8

I have a string exactly 53 characters long that contains a limited set of possible characters.

[A-Za-z0-9\.\-~_+]{53}

I need to reduce this to length 50 without loss of information and using the same set of characters.

I think it should be possible to compress most strings down to 50 length, but is it possible for all possible length 53 strings? We know that in the worst case 14 characters from the possible set will be unused. Can we use this information at all?

Thanks for reading.

diolemo
  • 2,621
  • 2
  • 21
  • 28
  • 1
    "We know that in the worst case 14 characters from the possible set will be unused." Can you elaborate on this? – John Kugelman Nov 20 '12 at 20:56
  • 3
    I believe that *encoding* is desired here, not *compression* –  Nov 20 '12 at 20:57
  • @JohnKugelman 53 character string with each character different. 67 possible characters (52 letters, 10 numbers, 5 symbols). 67-53 = 14 not used. – diolemo Nov 20 '12 at 20:57

5 Answers5

11

If, as you stated, your output strings have to use the same set of characters as the input string, and if you don't know anything special about the requirements of the input string, then no, it's not possible to compress every possible 53-character string down to 50 characters. This is a simple application of the pigeonhole principle.

  • Your input strings can be represented as a 53-digit number in base 67, i.e., an integer from 0 to 6753 - 1 ≅ 6*1096.
  • You want to map those numbers to an integer from 0 to 6750 - 1 ≅ 2*1091.
  • So by the pigeonhole principle, you're guaranteed that 673 = 300,763 different inputs will map to each possible output -- which means that, when you go to decompress, you have no way to know which of those 300,763 originals you're supposed to map back to.

To make this work, you have to change your requirements. You could use a larger set of characters to encode the output (you could get it down to 50 characters if each one had 87 possible values, instead of the 67 in the input). Or you could identify redundancy in the input -- perhaps the first character can only be a '3' or a '5', the nineteenth and twentieth are a state abbreviation that can only have 62 different possible values, that sort of thing.

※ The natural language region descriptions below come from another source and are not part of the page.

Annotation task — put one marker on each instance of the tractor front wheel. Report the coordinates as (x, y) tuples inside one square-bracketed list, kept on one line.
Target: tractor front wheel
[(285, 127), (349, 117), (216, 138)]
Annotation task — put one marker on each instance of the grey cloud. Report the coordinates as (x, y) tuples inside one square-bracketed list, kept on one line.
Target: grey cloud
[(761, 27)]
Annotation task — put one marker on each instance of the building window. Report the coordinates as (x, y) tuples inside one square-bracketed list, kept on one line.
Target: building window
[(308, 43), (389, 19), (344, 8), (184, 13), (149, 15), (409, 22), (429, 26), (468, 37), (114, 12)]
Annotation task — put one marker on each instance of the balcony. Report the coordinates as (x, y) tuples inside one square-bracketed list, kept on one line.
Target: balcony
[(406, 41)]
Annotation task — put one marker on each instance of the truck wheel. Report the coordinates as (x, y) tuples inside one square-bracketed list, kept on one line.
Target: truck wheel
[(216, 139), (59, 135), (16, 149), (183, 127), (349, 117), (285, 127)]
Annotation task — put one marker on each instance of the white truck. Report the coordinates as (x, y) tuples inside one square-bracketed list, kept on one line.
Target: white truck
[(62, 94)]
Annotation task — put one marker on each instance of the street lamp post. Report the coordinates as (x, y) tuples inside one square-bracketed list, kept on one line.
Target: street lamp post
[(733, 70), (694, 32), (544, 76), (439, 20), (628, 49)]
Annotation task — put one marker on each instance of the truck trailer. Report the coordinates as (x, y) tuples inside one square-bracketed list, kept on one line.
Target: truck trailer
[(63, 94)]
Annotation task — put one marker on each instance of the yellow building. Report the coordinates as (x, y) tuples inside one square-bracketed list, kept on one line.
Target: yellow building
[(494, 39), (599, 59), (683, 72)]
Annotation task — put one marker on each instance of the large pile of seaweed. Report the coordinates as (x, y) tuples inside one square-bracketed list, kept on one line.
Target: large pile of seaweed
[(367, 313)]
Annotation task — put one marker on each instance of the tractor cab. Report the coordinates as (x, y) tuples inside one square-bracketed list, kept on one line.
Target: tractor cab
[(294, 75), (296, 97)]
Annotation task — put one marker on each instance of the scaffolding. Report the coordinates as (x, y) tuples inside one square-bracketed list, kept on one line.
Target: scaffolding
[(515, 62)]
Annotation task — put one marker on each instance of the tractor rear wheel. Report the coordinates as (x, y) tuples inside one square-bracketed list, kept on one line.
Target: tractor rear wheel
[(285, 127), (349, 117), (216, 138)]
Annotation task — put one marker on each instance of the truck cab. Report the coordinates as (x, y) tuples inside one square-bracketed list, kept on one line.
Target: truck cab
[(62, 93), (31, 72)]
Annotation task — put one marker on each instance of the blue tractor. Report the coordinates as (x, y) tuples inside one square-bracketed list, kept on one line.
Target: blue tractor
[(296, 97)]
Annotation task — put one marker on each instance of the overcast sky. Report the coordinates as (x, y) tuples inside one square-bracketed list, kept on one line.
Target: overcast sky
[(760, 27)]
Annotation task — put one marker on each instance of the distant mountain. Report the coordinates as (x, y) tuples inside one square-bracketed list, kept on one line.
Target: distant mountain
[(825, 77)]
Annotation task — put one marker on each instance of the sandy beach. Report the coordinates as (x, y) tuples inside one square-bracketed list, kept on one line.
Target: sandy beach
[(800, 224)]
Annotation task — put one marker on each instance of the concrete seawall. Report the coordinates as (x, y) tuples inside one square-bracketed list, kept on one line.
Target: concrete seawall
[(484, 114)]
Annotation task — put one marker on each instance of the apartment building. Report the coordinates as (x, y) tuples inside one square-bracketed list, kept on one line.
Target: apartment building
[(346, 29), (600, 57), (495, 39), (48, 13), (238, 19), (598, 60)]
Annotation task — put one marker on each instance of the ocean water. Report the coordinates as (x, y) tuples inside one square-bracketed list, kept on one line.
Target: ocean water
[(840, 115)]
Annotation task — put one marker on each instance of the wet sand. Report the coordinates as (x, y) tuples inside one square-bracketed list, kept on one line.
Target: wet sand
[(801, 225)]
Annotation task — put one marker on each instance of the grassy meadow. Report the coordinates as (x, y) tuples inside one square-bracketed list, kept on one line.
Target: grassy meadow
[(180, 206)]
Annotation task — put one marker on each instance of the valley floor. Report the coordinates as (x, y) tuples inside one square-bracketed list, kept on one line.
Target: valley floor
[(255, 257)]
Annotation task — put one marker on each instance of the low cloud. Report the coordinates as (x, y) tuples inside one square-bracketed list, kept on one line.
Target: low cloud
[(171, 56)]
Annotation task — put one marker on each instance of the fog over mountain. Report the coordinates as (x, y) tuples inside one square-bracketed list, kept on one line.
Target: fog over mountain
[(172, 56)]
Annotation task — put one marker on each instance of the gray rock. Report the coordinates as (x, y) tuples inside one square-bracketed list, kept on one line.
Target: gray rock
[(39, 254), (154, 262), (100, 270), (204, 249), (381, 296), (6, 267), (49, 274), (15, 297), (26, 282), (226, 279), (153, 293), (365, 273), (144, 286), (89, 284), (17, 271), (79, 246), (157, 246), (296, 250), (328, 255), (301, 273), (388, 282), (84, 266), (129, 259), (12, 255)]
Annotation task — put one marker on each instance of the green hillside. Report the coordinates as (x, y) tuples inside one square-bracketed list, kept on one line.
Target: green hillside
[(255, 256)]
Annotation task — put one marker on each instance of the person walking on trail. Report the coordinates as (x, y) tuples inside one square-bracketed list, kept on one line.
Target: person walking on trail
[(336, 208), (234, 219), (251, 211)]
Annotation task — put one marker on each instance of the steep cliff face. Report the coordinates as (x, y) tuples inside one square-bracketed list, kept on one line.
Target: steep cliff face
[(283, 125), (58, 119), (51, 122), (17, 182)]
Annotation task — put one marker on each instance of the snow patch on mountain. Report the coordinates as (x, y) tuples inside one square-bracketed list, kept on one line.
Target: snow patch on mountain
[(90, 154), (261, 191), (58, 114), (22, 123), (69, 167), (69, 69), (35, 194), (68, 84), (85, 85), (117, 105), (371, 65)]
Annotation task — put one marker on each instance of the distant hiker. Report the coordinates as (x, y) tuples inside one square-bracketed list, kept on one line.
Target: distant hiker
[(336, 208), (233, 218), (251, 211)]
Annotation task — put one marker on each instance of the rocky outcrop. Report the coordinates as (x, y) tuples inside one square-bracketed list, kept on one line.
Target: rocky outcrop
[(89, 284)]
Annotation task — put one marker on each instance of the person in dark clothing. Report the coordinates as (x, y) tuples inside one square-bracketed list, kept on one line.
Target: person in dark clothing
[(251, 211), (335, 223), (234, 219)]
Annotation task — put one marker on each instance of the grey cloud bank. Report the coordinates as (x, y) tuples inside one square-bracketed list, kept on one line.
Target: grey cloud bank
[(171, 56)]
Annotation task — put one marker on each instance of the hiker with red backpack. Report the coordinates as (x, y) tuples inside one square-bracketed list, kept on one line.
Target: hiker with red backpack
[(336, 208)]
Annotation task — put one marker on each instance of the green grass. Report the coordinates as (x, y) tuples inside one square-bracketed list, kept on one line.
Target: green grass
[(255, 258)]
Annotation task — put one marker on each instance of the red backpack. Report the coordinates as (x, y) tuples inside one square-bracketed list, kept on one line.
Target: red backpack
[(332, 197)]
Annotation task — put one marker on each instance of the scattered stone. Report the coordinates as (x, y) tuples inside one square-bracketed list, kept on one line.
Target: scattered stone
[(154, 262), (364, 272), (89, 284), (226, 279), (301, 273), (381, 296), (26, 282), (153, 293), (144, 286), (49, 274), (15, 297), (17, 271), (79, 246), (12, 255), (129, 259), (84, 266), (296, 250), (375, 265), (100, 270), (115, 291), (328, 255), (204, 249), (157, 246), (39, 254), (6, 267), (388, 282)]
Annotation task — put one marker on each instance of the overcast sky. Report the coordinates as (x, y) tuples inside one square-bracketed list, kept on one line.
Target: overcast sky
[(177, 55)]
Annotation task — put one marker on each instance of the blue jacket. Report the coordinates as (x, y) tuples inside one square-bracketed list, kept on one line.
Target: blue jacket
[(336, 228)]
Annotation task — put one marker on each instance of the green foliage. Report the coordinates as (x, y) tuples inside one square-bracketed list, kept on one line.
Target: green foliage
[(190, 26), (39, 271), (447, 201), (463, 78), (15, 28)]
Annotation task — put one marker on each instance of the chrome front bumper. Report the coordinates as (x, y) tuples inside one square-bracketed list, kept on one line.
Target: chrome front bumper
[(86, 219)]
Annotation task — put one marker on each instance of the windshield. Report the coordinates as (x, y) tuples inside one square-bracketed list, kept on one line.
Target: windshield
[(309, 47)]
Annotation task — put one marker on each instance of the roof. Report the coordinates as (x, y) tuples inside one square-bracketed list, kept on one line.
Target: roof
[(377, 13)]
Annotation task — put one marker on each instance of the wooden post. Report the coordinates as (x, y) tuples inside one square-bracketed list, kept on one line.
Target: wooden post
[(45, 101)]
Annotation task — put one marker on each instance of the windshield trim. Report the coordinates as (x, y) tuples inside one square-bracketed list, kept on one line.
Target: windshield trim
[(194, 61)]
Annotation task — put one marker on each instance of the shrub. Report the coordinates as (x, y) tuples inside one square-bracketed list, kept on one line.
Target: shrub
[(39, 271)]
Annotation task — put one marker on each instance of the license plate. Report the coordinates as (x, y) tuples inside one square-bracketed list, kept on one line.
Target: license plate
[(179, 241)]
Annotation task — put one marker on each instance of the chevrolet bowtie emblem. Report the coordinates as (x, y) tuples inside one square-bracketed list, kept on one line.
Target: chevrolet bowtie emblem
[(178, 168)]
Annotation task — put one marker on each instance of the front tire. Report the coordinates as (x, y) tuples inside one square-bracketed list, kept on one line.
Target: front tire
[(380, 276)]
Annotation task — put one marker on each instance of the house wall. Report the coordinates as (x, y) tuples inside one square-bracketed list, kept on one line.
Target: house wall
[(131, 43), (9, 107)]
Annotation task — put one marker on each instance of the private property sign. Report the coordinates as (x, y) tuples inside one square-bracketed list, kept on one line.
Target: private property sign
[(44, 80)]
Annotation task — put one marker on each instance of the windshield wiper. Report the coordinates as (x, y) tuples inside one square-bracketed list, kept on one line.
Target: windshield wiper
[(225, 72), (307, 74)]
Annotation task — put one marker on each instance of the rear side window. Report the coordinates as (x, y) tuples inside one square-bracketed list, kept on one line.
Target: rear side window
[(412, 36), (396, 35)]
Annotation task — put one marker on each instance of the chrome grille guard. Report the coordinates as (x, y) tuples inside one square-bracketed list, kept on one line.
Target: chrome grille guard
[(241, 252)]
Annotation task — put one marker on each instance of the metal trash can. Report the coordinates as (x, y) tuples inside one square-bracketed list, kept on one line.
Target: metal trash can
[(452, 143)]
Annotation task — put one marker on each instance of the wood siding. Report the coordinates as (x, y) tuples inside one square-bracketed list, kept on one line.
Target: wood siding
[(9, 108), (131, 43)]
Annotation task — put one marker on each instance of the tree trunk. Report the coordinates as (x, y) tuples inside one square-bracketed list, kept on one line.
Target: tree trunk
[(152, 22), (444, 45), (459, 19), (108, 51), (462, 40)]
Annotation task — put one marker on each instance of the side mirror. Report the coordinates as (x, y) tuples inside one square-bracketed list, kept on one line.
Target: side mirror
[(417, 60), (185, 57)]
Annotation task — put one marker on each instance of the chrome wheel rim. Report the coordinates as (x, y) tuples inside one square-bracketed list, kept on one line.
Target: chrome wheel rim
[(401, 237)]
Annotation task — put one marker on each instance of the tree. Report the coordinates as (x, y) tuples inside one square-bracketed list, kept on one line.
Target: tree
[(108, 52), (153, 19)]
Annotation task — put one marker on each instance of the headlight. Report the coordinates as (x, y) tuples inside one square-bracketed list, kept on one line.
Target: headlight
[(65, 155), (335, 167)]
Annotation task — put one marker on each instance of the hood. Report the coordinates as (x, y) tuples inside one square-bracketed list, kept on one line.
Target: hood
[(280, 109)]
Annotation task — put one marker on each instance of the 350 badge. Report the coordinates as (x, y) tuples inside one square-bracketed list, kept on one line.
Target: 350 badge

If you can't do either of those things, you'll have to use a compression algorithm, like Huffman coding, and accept the fact that some strings will be compressible (and get shorter) and others will not (and will get longer).

Joe White
  • 94,807
  • 60
  • 220
  • 330
  • I like where this is going (+1) but this doesn't *directly* address the part of the question: *If* the 14 unused characters are identified then the input space is only `53^53`. Now, identifying and using such information is another issue but .. does it get anywhere? If not, why not? –  Nov 20 '12 at 21:52
  • 1
    No, the input space is still `67^53`. "14 input characters unused" is irrelevant. It's like saying "if I have a 3-digit number, then at least 7 possible digits are unused". Well sure, but who cares? That doesn't somehow change the `10^3` combinations to `3^3`. – Joe White Nov 21 '12 at 05:21
  • *If the unused characters are identified [known]* - say I know, perhaps because I looked over a shoulder while someone was keying in code, that only the first row (1,2,3) was used .. does this change the problem any? –  Nov 21 '12 at 05:34
  • @pst, absolutely. That's not what "14 characters from the possible set will be unused" part was about, but if you *did* know that the 3-digit number was made up of only three possible digits, then it becomes a 3-digit number in base 3, not base 10, so then it would be `3^3`. – Joe White Nov 21 '12 at 19:39
5

What you ask is not possible in the most general case, which can be proven very simply.

Say it was possible to encode an arbitrary 53 character string to 50 chars in the same set. Do that, then add three random characters to the encoded string. Then you have another arbitrary, 53 character string. How do you compress that?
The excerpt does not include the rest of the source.